3个人往巢湖骑去,一路停了两次休息、喝水,所以花费时间超过2小时,看到巢湖的时候已经是上午9点。
水边还是相对凉爽一点的,再说了,湖面上没有遮挡物,风吹过来,可以说得上十分凉爽了。
康妙玟已经出了一身汗,此时被湖面上的风一吹,感到十分舒爽。
“好舒服呀!”
窦海骊默默递给她一块手帕,“擦擦汗。”
她便接过手帕,仔细擦了擦额头和脖子。没想到这个男孩还挺细心的,上次她们在溜冰场遇到的时候,他身上也带了手帕。习惯了用湿纸巾和手帕纸,她都不记得上次——上上次——用手帕是什么时候了。
第80章 夏天夏天悄悄过去
张恺从包里拿出矿泉水, 一人一瓶。“我们在这边走走,注意脚下,这边不像市区的河道有河堤, 湖是没有堤岸的, 泥巴下面可能会有洞。”
俩孩子都低头看着脚下:脚下到头的公路, 公路两边是黝黑的泥地, 看上去很肥沃,这样的泥地下面会有洞?好吧, 这是他们的知识盲区。
湖边有码头,码头边有渔船,湖面上也是星星点点的渔船, 看上去颇有诗情画意。湖里因为养着鱼, 湖水并不清澈, 湖水一荡一漾, 拍动岸边的泥土,因而岸边的水反而很浑浊。

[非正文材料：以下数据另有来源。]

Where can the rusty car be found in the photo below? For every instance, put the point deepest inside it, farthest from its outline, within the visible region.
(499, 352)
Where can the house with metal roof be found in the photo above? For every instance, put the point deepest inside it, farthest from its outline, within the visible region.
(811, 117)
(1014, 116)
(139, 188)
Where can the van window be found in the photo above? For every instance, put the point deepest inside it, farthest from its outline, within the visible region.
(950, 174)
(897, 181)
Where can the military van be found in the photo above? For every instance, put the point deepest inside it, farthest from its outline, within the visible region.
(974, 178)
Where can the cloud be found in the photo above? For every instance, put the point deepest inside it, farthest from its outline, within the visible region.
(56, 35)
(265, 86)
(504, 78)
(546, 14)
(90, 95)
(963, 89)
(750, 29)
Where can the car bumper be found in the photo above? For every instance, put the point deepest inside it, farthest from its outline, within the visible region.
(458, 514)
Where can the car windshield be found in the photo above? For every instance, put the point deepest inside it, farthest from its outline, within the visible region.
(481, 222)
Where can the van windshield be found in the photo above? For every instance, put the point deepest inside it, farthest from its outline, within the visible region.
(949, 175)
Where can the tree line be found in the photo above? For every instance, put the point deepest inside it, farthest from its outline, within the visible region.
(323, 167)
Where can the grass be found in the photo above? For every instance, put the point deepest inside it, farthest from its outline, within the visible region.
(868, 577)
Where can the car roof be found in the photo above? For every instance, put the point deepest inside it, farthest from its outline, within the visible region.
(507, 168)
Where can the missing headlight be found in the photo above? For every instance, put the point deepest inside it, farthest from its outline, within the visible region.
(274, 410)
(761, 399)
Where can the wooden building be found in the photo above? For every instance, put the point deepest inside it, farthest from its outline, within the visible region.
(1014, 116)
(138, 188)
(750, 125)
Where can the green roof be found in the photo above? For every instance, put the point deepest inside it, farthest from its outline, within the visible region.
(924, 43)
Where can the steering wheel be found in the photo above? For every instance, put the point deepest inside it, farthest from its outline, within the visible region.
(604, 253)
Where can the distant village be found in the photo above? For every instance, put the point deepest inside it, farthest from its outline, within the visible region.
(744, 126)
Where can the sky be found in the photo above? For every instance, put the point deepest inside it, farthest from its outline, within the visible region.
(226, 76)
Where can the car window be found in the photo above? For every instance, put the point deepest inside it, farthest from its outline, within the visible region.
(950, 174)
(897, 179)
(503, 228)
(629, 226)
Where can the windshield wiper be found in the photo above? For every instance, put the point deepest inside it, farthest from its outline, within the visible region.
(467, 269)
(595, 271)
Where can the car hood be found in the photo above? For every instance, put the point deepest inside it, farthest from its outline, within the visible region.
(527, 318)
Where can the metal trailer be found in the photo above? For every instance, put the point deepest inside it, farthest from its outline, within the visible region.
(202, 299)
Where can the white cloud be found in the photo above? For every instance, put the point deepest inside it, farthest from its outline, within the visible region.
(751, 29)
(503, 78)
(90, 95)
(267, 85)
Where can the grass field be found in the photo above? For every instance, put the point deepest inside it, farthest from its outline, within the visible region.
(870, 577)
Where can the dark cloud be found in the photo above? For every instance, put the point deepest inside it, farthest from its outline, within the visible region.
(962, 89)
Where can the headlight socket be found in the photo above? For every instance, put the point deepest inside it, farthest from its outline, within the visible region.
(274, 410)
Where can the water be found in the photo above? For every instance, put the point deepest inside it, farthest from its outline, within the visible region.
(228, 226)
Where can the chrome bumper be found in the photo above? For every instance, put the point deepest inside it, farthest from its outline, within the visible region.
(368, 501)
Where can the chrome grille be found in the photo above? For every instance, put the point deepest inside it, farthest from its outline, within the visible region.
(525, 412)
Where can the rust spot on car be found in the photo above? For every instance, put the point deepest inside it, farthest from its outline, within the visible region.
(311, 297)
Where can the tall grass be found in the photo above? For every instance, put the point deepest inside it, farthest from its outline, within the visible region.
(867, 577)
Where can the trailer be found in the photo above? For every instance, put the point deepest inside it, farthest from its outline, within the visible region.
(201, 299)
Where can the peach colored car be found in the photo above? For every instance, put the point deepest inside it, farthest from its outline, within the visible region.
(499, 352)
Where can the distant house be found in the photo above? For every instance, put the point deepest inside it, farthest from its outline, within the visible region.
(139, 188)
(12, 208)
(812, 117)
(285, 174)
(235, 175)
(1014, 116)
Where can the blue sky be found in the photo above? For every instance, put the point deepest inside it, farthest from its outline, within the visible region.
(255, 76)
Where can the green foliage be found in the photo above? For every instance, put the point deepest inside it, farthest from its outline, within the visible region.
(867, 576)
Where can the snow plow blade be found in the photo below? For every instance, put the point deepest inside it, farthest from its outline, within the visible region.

他们将自行车停在公路旁边, 张恺又用一根钢丝锁将3辆自行车的前轮锁在一起。
康妙玟问:“这样锁没事吗?”现在自行车还算是家里的“大件”呢,这可是3辆自行车。
“没事, 三辆车很难被搬走。”
窦海骊说:“我这还有一根链条,要不,跟这棵树锁在一起?”
张恺用链条将自行车前轮和路边的一棵树锁在一起,这下子放心了。
湖边没有路, 通往湖边村庄的煤屑路在距离湖边1公里的地方向东北方岔过去,这条公路之所以会修建到湖边是为了在码头装卸鱼获。
“这么说,我们是不是能在这里买到很好的鲜鱼?”
“渔船不零售的, 他们每天的收获会卖给水产公司,留几条鱼自己吃。再说, 天太热了,我们没有那种运鱼的车。”张恺认真的说。
“这儿会有螃蟹吗?”
“有吧。”张恺不确定的说。
“我们能上渔船看看吗?”
“渔船腥得很。”
“淡水鱼还好吧?”
“就在岸边走走,要是看到有小船,我去问问能不能带我们在湖上转一转。”
*
花钱的话,当然没有什么不可以。渔民收了30元钱,愉快的带他们在湖上转了1个小时。小渔船能坐7、8个人,是渔民用来上岸的工具,这样不必非得到码头才能上岸。湖面上水波荡漾,将手臂放进水里,清清凉凉。
窦海骊坐在她身边,紧紧抓住她另一只手臂,大惊小怪的喊:“小心,别掉下去。”
尽吓唬人!
今天她为了骑行方便,没有穿裙子,穿了一条薄牛仔裤;为了不被紫外线晒到手臂,在短袖T恤外面穿了一件长袖衬衫。年轻的身体新陈代谢好得很,没怎么出汗,就是现在阳光热烈,因为湖面上有风,也没怎么出汗。棒球帽遮挡住她的脸,感谢天感谢地,可以保护她的脸不被阳光直射。